Cartilage from humans with OA was frozen, sectioned to a 4-μm thickness, and fixed in 4% paraformaldehyde (PFA). MIA-injected knees were fixed in 4% (v/v) paraformaldehyde for 2 days, decalcified in a Calci-Clear solution (catalog no. HS-105; National Diagnostics, Atlanta, GA, USA) for 2 days, sectioned in the coronal plane (4 µm thickness), embedded in paraffin wax, and used to prepare slides after staining with hematoxylin. Then, the slides were sequentially dehydrated in 70%, 80%, 90%, and 100% ethanol. Finally, sections were cleared in xylene. A light microscope and a digital camera were used to capture and evaluate the histopathological features of the articular cartilage.

2.4. Behavior Test

Mechanical paw withdrawal thresholds were measured via up–down von Frey testing [32]. Rats were placed on an elevated metal grid. Fifty percent withdraw threshold values were determined by using the up–down method. Briefly, mechanical allodynia was assessed by measuring foot withdrawal thresholds in response to mechanical stimuli to the hind paw. The withdrawal threshold was determined by using the up–down method with a set of von Frey filaments from 0.008 to 1.4 g (0.008, 0.02, 0.04, 0.07, 0.16, 0.4, 0.6, 1, and 1.4 g).

2.5. Immunohistochemistry

After incubating the tissues with a blocking buffer (5% normal serum/0.3% Triton X-100, Bio-Rad, Irvine, CA, USA) for 1 h to prevent nonspecific binding, the sections were incubated with primary antibodies (p47phox, #sc-17844, 1:200, SantaCruz, Dallas, TX, USA) and diluted in a blocking buffer. Immunostaining was performed by using the avidin–biotin peroxidase complex (ABC) method, as reported previously [33,34]. The sections were mounted with Vectashield (Vector Laboratories, Burlingame, CA, USA), and images were obtained with a confocal microscope. The immunodensities in the graphs were quantified by the Image J program software.

2.6. DHE Staining

Superoxide anion levels in the spinal cord were determined by using dihydroethidium (DHE; Thermo Fisher Scientific), as described previously [34]. Cartilage sections were incubated with DHE (1 μM) at room temperature for 5 min and mounted on slides.

2.7. Cytotoxicity Assay

An MTT assay was performed in order to test the cell viability caused by siRNA-encapsulated PLGA nanoparticles as per the manufacturer’s instructions. Detailed procedures can also be found in previous reports [35].
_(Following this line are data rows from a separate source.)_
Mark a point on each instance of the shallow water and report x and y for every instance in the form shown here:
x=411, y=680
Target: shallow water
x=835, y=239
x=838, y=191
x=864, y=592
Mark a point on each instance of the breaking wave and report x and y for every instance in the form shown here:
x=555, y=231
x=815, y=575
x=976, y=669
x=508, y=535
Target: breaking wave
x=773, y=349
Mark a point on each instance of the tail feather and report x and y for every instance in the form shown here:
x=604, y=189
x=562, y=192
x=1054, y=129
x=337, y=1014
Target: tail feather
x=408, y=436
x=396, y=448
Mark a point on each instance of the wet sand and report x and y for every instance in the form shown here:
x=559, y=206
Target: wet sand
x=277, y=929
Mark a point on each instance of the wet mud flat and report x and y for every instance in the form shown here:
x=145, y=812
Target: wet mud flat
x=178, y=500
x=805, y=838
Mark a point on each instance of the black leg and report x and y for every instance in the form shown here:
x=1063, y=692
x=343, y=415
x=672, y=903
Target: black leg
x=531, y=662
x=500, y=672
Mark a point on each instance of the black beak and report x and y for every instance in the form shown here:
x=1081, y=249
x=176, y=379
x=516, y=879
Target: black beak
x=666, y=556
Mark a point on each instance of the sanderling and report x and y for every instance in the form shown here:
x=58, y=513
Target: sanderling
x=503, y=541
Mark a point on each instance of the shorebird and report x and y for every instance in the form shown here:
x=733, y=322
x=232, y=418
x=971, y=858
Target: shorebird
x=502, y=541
2.8. Preparation of siRNA-Encapsulated PLGA Nanoparticles

p47phox siRNA-encapsulated PLGA NPs were prepared from a PLGA nanoparticle synthesis service from the Nanoglia company (Daejeon, Republic of Korea) with minor modifications, as reported previously [33,35]. A copolymer of DL-lactic and glycolide in a 50/50 molar ratio and with an inherent viscosity midpoint of 0.2 dL/g was used. To produce p47phox siRNA-encapsulated PLGA NPs, 200 μL of 200 μM siRNA of a TE 8.0 buffer was added in drops to 800 μL of dichloromethane (DCM) that contained 25 mg of PLGA (Corbion, Amsterdam, the Netherlands) and then emulsified by sonication (50 W, 1 min; Vibra-Cell™ VCX 130; Sonics, Newtown, CT, USA) into a primary W1/O emulsion. Later, 2 mL of 1% PVA1500 (w/v; Thermo Fisher Scientific, Waltham, MA, USA) was directly added into the primary emulsion and further emulsified by sonication for 1 min to form a W1/O/W2 double emulsion. The resulting product was then diluted with 6 mL of 1% PVA1500 (w/v) and stirred magnetically for 3 h at room temperature to evaporate the DCM in a fume hood. Finally, the PLGA NPs were collected by centrifugation at 15,000× g for 15 min at 4 °C, washed twice with deionized water, and freeze-dried with 10 vials.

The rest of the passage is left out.